Каждое свое душевное движение, каждый поступок, каждую тайную мысль поверять мысленным обращением к Сталину (или к его портрету), затаив дыхание гадать, одобрит Сталин или нет, нахмурится или улыбнется, поощрит или упрекнет – все это стало нормой мироощущения советского человека:
Усов нависнувшею тенью
Лицо внизу притемнено.
Какое слово на мгновенье
Под ней от нас утаено?
Совет? Наказ? Упрек тяжелый?
Неодобренья строгий тон?
Иль с шуткой мудрой и веселой
Сейчас глаза поднимет он?
А. Твардовский. «К портрету». Из стихов о Сталине
Трагическая ирония состоит в том, что создателем этой нормы, ее предтечей, был тот единственный поэт, который позволил себе открытый бунт. Тот, кто проклял сияющие голенища «кремлевского горца». Он первый принял и узаконил духовную цензуру Сталина, признал законность ее власти над своей бедной, заблудшей дущой.
«Моя страна со мною говорила…»
Резиновая дубинка сталинского государства ударила Мандельштама в самое больное место: в совесть.
Все шло к тому чтобы неясный комплекс вины, терзавший душу поэта, принял четкие и определенные очертания вины перед Сталиным.
Сталин говорил от имени вечности, от имени истории, от имени народа, от имени вековой мечты русской интеллигенции – от имени ее Христа. Он узурпировал даже право говорить от имени самой поэзии, от лица таинственного «ключа Ипокрены».
До поры до времени все эти многочисленные аргументы не действовали на Мандельштама, они были бессильны перед присущим ему сознанием своей правоты.
Но все мгновенно изменилось, едва только оказалась задета его совесть.
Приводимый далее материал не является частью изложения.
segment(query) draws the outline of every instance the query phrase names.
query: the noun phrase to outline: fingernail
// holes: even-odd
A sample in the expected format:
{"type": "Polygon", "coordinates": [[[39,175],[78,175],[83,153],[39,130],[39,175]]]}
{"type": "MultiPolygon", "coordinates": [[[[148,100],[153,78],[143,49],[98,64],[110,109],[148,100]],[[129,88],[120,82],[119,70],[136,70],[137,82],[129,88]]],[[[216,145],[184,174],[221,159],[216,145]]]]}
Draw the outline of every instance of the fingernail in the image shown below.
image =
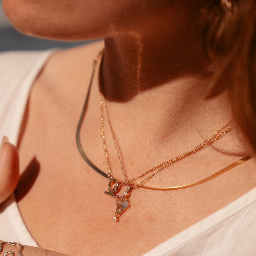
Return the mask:
{"type": "Polygon", "coordinates": [[[3,150],[4,145],[6,142],[9,142],[9,140],[6,136],[4,136],[2,139],[2,141],[1,143],[1,147],[0,147],[0,155],[1,155],[2,154],[2,150],[3,150]]]}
Случилось это «средь народного шума и спеха на вокзалах и площадях», там, где «шла пермяцкого говора сила, пассажирская шла борьба…». Дело тут было уже не в самом Сталине, не в низкорослом и низколобом «кремлевском горце» с жирными пальцами, а в его идеальных чертах, в его облике, в его портрете, который вся эта голодная, нищая толпа вобрала в свою душу, приняла и узаконила так же бессознательно, как она приняла и узаконила словосочетание «враг народа».
Дело было уже не в Сталине, а в народе, к которому Мандельштам едва ли не впервые прикоснулся своей судьбой, к беде которого он причастился, из одной кружки с которым пил.
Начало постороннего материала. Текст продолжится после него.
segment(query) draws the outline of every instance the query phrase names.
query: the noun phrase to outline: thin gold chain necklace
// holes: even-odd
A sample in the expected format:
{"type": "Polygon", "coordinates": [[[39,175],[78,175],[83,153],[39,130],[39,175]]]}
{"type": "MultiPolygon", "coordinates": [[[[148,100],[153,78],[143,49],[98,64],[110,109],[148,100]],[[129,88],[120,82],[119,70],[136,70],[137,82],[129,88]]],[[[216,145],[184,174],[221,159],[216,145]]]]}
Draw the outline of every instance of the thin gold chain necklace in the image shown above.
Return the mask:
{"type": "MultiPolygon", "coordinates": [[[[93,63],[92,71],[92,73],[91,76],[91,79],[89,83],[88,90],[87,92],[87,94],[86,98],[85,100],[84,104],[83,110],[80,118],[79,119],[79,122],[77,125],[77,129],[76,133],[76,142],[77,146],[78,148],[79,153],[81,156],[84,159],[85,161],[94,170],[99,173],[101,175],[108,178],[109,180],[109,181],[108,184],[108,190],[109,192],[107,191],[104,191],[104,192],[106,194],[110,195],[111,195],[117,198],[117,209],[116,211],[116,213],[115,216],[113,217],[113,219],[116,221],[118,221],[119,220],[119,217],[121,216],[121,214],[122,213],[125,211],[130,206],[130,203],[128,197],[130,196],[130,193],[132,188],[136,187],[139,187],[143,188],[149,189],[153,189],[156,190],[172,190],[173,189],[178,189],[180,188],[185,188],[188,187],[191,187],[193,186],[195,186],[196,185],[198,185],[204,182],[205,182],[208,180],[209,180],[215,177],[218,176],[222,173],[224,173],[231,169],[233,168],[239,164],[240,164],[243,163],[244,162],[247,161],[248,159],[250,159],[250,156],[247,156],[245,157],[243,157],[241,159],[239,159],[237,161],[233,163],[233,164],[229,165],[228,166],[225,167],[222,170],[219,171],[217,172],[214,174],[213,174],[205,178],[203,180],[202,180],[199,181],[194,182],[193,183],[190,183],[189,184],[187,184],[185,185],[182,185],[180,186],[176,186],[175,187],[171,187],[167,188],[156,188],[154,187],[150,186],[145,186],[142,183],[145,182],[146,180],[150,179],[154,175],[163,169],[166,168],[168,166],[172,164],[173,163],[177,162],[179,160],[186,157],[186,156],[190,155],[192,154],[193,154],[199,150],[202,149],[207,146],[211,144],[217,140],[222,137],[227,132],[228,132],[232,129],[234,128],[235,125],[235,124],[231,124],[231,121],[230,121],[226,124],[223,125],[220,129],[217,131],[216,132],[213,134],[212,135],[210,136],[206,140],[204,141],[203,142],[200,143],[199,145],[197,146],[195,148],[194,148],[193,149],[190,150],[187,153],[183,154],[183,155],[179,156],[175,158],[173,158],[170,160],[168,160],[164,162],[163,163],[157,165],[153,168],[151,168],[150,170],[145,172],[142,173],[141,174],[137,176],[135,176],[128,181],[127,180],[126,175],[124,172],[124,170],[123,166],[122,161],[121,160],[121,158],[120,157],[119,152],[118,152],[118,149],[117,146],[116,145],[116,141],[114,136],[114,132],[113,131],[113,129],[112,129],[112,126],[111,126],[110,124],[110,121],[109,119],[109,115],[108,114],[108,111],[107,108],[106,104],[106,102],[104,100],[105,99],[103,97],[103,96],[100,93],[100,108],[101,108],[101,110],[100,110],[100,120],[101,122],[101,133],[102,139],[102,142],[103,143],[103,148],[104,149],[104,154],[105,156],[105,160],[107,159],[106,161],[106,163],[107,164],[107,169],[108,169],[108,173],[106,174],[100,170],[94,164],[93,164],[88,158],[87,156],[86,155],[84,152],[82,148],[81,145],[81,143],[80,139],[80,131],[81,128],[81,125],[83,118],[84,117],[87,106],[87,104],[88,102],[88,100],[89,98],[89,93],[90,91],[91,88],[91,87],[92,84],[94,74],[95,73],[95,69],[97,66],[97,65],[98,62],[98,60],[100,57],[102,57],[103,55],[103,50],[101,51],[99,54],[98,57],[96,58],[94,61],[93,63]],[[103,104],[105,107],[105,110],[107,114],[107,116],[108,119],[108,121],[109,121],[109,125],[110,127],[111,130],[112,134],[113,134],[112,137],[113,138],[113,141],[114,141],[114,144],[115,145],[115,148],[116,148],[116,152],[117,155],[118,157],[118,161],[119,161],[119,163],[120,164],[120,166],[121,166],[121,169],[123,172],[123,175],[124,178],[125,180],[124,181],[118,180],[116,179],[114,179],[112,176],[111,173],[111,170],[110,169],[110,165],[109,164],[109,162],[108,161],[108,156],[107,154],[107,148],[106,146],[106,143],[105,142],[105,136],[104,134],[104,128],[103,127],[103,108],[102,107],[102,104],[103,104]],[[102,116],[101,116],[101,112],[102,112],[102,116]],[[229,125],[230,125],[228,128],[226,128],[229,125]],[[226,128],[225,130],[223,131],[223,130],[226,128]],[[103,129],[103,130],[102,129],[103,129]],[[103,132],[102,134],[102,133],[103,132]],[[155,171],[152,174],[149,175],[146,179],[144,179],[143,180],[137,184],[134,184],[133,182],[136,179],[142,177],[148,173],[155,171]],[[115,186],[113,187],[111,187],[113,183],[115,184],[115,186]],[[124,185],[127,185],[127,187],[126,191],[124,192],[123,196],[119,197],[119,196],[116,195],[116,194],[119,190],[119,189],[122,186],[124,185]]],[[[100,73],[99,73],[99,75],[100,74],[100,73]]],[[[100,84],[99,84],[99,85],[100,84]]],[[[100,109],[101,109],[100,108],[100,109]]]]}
А теперь куда хочешь влеки…
Это чувство слитности со страной, с ее многомиллионным народом было таким мощным, таким всепоглощающим («сильнее и чище нельзя причаститься», – говорил Маяковский), что оно незаметно перевернуло, поставило с ног на голову все представления Мандельштама об истине, всю его вселенную:
Моя страна со мною говорила,
Мирволила, журила, не прочла.
Но возмужавшего меня, как очевидца,
Заметила – и вдруг, как чечевица,
Адмиралтейским лучиком зажгла.
Страну, бывшую для него прежде некой абстракцией, он вдруг увидел воочию («как очевидец»), приобщился к ней, к ее повседневной жизни, пил с нею из одной кружки. И сквозь дальность ее расстояний, сквозь эти орущие, спешащие куда-то толпы людей, сквозь это великое переселение народов он вдруг, как сквозь гигантскую стеклянную чечевицу, заново увидел крохотный лучик адмиралтейской иглы.
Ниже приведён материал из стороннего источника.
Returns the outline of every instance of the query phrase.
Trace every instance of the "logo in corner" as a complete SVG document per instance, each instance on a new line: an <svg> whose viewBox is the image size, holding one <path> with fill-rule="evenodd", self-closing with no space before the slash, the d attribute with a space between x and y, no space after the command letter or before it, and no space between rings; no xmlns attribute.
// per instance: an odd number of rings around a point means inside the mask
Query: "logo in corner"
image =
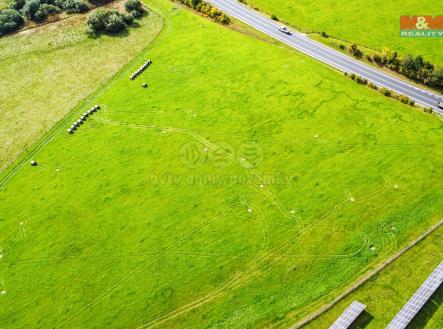
<svg viewBox="0 0 443 329"><path fill-rule="evenodd" d="M443 37L443 16L400 16L400 36L441 38Z"/></svg>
Когда-то, до ареста, Мандельштама ужасала мысль о неизбежном конце петербургского периода русской истории. Душа его не могла смириться с концом Санкт-Петербурга, города «Медного всадника» и «Белых ночей».
И вдруг, в далекой дали от прежней своей жизни, средь «народного шума и спеха», Мандельштаму показалось, что петербургский период русской истории продолжается. Лучик Петровского адмиралтейства не угас, он вошел составной частью в этот кровавый пожар.
Мандельштам инстинктивно ухватился за эту надежду, как за последнюю возможность спасенья.
Принять ее значило признать, что «душегубец и мужико-борец» прав, что он воистину «строитель чудотворный».
Но не принять было еще страшней: ведь это значило «выпасть» из истории, остаться в стороне от этого «народного шума и спеха», от великого исторического дела.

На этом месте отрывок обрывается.